Cory Doctorow whines a bit over at BoingBoing about the Lego company’s redirect from legos.com, and the accompanying bit of trademark defence. Might be just me here, but I don’t see a whole lot on the redirect page there which ‘scolds you viciously’, and the BoingBoing whine seems a lot more whiny. I don’t know what legal backup might exist, but the Lego text reads to me like a gentle request, and Wikipedia’s entry for Lego claims that essentially the same text was printed on Lego catalogues as far back as the 1970s.

Personally, as I’ve burbled about before, I’m far more interested in how the usage of ‘Legos’ as a count noun came about, because I have no memory of hearing it used that way until I began coming to the US. I wonder if the fact that Lego is considered to be something for kids is a factor. There’s a Parent Gene somewhere which I reckon prefers count nouns to mass nouns when engaged, even unconsciously, in child language development. Parents don’t talk to young children using the mass (and abstract) noun ‘money’. They use the count noun ‘pennies’: ‘How many pennies do you have?’; ‘Do you have enough pennies?’ Maybe that’s one reason ‘Legos’ hits me at an odd angle: not because of the Lego people’s dislike for it, but because it sounds a bit juvenile, like it’s baby-talk for those who haven’t quite mastered abstract concepts yet.

2 Comments

  • I suspect they are always worried about losing their trademark protection – just as Kimberly-Clark has to fight to retain “Kleenex” as a brand name, given the American use of it as a generic word for tissues. There are any number of other types of plastic building bricks and blocks that would probably love to see Lego lose that brand name protection.
    In fact, many children do refer to any of the varieties of building blocks as Legos… one has to wonder if Legos is trademarked separately? I suppose there is a way to research it – I have no idea what it would be.
    Perhaps if we spelled it LEGOs instead of Legos or LEGOS, they’d be less fussy. But I doubt it.
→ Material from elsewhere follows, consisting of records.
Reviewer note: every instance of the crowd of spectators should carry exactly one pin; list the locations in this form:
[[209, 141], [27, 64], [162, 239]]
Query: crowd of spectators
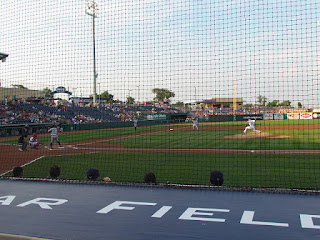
[[22, 112]]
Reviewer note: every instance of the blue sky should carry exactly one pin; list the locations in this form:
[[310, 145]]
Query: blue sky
[[194, 48]]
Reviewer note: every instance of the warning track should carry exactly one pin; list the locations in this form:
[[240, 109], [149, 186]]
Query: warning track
[[10, 155]]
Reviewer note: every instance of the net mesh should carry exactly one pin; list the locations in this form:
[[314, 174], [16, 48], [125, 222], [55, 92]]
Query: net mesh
[[174, 88]]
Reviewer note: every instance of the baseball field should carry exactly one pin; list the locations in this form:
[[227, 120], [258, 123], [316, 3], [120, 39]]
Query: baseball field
[[284, 155]]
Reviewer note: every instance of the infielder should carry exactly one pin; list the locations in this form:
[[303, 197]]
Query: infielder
[[195, 124], [135, 124], [54, 136], [251, 125]]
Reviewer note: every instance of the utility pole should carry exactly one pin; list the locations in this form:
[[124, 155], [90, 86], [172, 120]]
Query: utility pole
[[91, 10]]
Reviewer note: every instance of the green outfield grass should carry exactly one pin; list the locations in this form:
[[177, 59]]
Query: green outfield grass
[[246, 170], [250, 170], [298, 139]]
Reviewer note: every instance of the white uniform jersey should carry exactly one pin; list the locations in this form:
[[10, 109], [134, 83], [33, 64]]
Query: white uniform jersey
[[251, 123], [54, 131]]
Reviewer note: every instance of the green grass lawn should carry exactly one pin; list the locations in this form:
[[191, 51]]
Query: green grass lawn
[[299, 139], [247, 170], [250, 170]]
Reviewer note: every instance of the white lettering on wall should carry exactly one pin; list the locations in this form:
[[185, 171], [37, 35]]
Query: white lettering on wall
[[247, 218], [7, 199], [188, 214], [44, 203], [162, 211], [307, 221], [117, 205]]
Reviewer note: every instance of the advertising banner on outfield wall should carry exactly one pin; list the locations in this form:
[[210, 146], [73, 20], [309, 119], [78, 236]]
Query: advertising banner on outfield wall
[[278, 116], [293, 116], [305, 115], [268, 116], [316, 115], [247, 117]]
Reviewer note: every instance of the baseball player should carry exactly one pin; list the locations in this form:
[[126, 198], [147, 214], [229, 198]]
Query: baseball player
[[195, 124], [54, 136], [251, 125], [135, 123], [34, 142], [22, 138]]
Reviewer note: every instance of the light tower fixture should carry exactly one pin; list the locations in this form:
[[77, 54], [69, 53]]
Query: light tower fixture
[[91, 10]]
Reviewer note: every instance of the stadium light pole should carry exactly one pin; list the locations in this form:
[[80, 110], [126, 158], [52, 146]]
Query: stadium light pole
[[91, 10]]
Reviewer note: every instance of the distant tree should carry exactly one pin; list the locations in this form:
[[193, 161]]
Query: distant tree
[[18, 86], [105, 95], [274, 103], [162, 94], [46, 92], [262, 100], [285, 103], [130, 100]]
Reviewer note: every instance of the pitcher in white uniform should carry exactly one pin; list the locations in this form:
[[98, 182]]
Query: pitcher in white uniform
[[54, 136], [251, 126]]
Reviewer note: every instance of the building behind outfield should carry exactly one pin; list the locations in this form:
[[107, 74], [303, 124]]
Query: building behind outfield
[[221, 103], [19, 93]]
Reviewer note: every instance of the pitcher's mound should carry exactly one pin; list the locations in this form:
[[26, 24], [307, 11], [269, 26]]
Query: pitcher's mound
[[253, 135]]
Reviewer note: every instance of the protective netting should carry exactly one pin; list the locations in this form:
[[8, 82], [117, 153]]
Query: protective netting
[[174, 88]]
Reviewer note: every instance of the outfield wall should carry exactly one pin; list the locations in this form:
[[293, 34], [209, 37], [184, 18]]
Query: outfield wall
[[16, 130]]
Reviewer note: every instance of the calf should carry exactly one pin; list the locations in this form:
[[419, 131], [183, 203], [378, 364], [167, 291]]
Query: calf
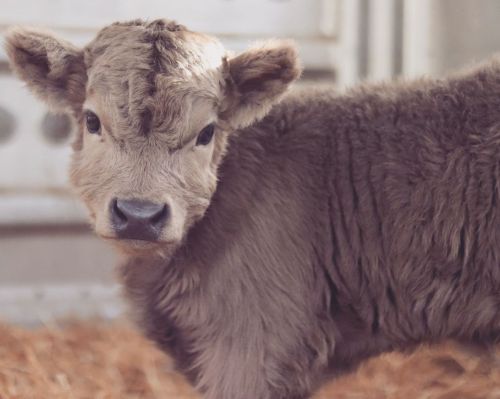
[[271, 244]]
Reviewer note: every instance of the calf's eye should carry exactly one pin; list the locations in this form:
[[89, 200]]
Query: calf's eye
[[205, 136], [93, 123]]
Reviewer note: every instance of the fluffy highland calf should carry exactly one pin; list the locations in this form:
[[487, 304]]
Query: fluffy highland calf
[[271, 244]]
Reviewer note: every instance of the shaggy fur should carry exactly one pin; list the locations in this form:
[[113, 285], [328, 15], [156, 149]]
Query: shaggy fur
[[341, 225]]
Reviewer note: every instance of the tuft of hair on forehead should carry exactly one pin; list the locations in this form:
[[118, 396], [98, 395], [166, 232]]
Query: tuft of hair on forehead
[[134, 58]]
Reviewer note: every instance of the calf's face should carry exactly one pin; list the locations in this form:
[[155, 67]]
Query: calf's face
[[154, 105]]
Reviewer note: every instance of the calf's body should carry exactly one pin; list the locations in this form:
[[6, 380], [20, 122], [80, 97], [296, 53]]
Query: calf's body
[[272, 244], [342, 226]]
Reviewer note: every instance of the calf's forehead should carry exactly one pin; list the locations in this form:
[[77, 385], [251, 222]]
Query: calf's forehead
[[149, 78]]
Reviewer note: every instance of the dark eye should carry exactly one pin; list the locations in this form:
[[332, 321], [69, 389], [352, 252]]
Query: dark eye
[[93, 123], [205, 136]]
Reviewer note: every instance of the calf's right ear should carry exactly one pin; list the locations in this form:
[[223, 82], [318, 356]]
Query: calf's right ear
[[52, 68]]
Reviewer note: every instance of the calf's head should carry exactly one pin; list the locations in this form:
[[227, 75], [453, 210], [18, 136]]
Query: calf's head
[[154, 105]]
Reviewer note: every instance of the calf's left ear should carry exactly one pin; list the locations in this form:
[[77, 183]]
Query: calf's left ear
[[53, 69], [256, 79]]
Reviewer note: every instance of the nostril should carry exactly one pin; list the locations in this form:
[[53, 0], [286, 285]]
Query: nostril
[[118, 214]]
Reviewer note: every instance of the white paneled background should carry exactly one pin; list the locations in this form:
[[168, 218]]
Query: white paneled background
[[50, 264]]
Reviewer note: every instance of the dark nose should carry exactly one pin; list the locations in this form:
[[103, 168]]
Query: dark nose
[[137, 219]]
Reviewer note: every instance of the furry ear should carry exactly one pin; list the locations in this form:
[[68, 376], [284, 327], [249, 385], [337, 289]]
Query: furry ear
[[52, 68], [256, 79]]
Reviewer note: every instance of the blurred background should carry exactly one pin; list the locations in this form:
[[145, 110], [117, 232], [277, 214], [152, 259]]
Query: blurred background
[[51, 265]]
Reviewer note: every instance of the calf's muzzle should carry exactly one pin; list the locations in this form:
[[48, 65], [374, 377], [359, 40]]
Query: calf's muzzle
[[138, 219]]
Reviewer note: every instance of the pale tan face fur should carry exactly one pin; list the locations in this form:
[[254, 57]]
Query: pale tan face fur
[[153, 87]]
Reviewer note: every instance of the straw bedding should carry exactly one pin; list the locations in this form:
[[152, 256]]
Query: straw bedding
[[98, 360]]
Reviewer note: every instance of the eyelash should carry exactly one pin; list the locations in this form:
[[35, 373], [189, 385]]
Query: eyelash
[[92, 123], [206, 135]]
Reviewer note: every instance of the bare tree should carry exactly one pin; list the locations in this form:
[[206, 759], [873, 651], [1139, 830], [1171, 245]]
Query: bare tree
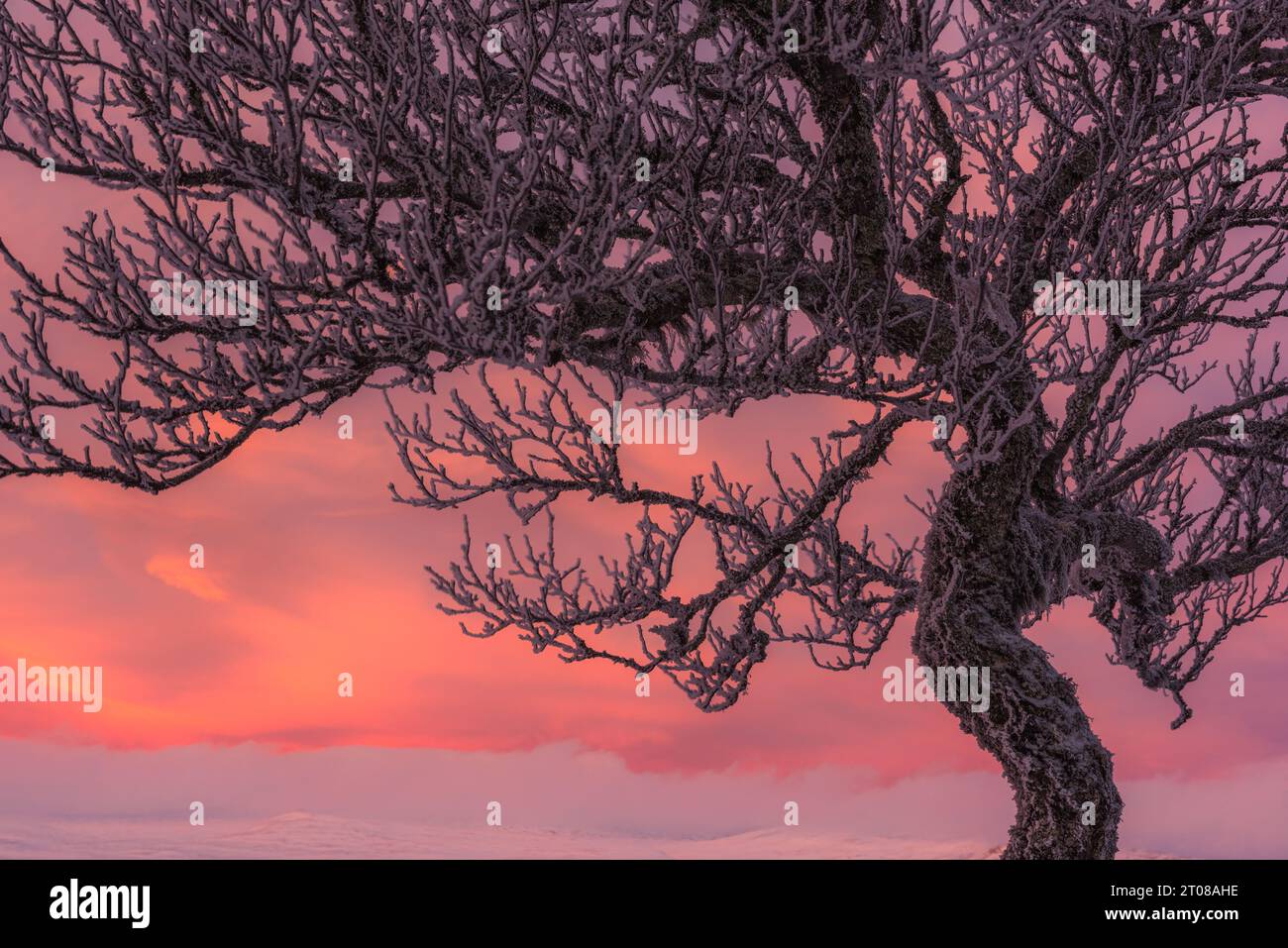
[[708, 204]]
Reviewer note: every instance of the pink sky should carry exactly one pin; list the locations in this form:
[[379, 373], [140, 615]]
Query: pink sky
[[220, 685]]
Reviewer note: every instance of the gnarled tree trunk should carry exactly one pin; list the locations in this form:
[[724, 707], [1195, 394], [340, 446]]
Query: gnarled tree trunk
[[978, 582]]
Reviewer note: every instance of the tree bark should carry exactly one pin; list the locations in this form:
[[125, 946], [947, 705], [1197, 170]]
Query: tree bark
[[978, 581]]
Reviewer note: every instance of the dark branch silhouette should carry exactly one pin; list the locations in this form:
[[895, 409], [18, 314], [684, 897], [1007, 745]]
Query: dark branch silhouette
[[708, 204]]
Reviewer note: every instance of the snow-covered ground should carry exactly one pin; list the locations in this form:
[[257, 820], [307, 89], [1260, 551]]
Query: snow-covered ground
[[314, 836]]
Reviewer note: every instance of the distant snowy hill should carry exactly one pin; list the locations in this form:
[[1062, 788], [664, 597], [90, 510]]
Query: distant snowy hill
[[314, 836]]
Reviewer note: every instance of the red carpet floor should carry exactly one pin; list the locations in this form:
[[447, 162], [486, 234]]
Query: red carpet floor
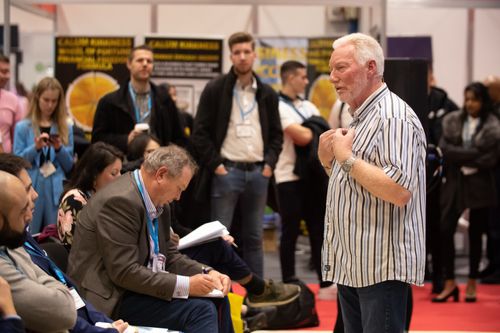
[[482, 316]]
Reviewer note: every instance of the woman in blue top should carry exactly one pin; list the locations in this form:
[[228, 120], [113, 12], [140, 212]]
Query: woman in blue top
[[45, 139]]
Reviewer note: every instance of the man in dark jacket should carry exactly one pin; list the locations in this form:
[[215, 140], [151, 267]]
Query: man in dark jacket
[[300, 195], [138, 101], [237, 136]]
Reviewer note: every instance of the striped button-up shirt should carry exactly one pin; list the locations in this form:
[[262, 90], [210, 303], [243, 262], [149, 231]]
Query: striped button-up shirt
[[368, 240]]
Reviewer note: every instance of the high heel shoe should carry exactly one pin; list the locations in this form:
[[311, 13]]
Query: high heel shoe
[[470, 291], [470, 298], [453, 293]]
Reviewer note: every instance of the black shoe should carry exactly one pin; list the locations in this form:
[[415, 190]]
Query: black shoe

  • Perhaps they are trying to ward off more atrocious tv commercials on the order of “Le’go my Eggo”….
    Boingboing sounded whiney to me.
    My mass noun/ count noun whine is that people seem to be losing that distinction. I find it very grating, but it doesn’t seem to bother lots of people (or should I say “a huge amount of people”) Blech! And yes, the check-out line labelled “15 items or less” bothers me, too.